The Division of Consumer Affairs is also disseminating an alert to health care providers that emphasizes the steps providers should take to secure patient data related to reproductive care in the wake of the Dobbs decision. To ensure that health care practitioners protect their data and their patients’ data, the alert advises practitioners to:

  • Avoid collecting unnecessary data in the first place by practicing “data minimization” —namely, collecting and retaining “only the information necessary to treat patients”;
  • Reduce the data they collect by opting not to install on their websites tracking, analytics, and marketing tools that automatically collect and share user data with third parties; and
  • Take reasonable steps to safeguard the information they collect and store online, including by keeping all security software up to date; requiring multi-factor authentication for online accounts; encrypting stored protected health information (PHI) and other sensitive information; securely deleting PHI before discarding or reusing computers or digital devices; and training all employees in digital safety (such as how to recognize phishing attempts and other red flags) to prevent data breaches.

The Division of Consumer Affairs also issued a consumer alert today warning the public that crisis pregnancy centers do not provide abortion care, and that they may not even provide any health care at all.

The alert further warns consumer that many CPCs do not employ licensed medical professionals.  This means that CPC staff may not be required to keep patient health information private or follow medical ethics rules and standards of care. CPCs may also provide false or misleading information about abortion—including the physical and mental health effects of abortion — to deter people from choosing abortion.

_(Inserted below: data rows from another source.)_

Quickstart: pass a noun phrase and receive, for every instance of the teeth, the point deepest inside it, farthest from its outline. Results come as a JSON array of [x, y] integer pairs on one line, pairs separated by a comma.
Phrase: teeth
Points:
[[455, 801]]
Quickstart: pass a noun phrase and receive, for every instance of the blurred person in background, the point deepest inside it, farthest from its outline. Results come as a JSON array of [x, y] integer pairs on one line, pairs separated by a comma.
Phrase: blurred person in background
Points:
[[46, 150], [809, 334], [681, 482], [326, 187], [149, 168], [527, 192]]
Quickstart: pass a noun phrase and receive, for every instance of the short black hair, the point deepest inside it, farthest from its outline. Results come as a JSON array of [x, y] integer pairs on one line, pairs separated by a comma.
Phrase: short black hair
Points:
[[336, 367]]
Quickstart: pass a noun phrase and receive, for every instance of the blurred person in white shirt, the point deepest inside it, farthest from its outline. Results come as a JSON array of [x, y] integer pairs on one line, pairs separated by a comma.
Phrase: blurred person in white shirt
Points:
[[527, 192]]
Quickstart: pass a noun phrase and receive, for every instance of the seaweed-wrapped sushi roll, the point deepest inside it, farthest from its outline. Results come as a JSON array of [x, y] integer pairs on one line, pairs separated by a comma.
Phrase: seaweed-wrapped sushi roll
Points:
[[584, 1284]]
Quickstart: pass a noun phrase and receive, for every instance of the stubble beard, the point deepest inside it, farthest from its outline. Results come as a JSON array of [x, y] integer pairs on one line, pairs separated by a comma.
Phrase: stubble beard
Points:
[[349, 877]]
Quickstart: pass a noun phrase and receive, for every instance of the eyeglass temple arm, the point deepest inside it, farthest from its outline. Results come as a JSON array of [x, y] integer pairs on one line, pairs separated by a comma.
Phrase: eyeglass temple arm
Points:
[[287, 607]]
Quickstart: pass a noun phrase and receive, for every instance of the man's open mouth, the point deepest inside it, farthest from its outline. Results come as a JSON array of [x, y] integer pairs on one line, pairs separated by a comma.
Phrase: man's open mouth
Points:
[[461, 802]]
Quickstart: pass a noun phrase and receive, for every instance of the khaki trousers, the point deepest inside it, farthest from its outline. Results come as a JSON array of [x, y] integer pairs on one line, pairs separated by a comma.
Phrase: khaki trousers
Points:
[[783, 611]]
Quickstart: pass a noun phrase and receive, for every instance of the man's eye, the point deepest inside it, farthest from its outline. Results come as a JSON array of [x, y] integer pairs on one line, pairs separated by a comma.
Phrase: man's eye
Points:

Additionally, the alert provides tips on how to spot a CPC; what questions individuals considering abortions should ask to determine whether the organization they are contacting is a CPC; and how to find an abortion provider.

The Attorney General’s Strike Force, which coordinated the documents disseminated today, was created by Attorney General Platkin in July 2022 and is comprised of officials from across the Department of Law and Public Safety.  The Strike Force evaluates and pursues civil and criminal enforcement actions, as well as strategic initiatives like the ones announced today, to protect access to reproductive health care for New Jersey residents and residents of other States who travel to New Jersey to access such care.

These documents are just the latest actions taken by the Office of the Attorney General and the Strike Force to protect reproductive rights.  Last week, for example, Attorney General Platkin announced $5 million in grant funding to support abortion and reproductive health training and education.  And in November 2022, Attorney General Platkin also led a multistate coalition letter to Apple expressing concerns regarding reproductive health privacy on Apple’s App Store and urging Apple to take commonsense steps to protect consumers’ private reproductive health information from being wrongfully exploited.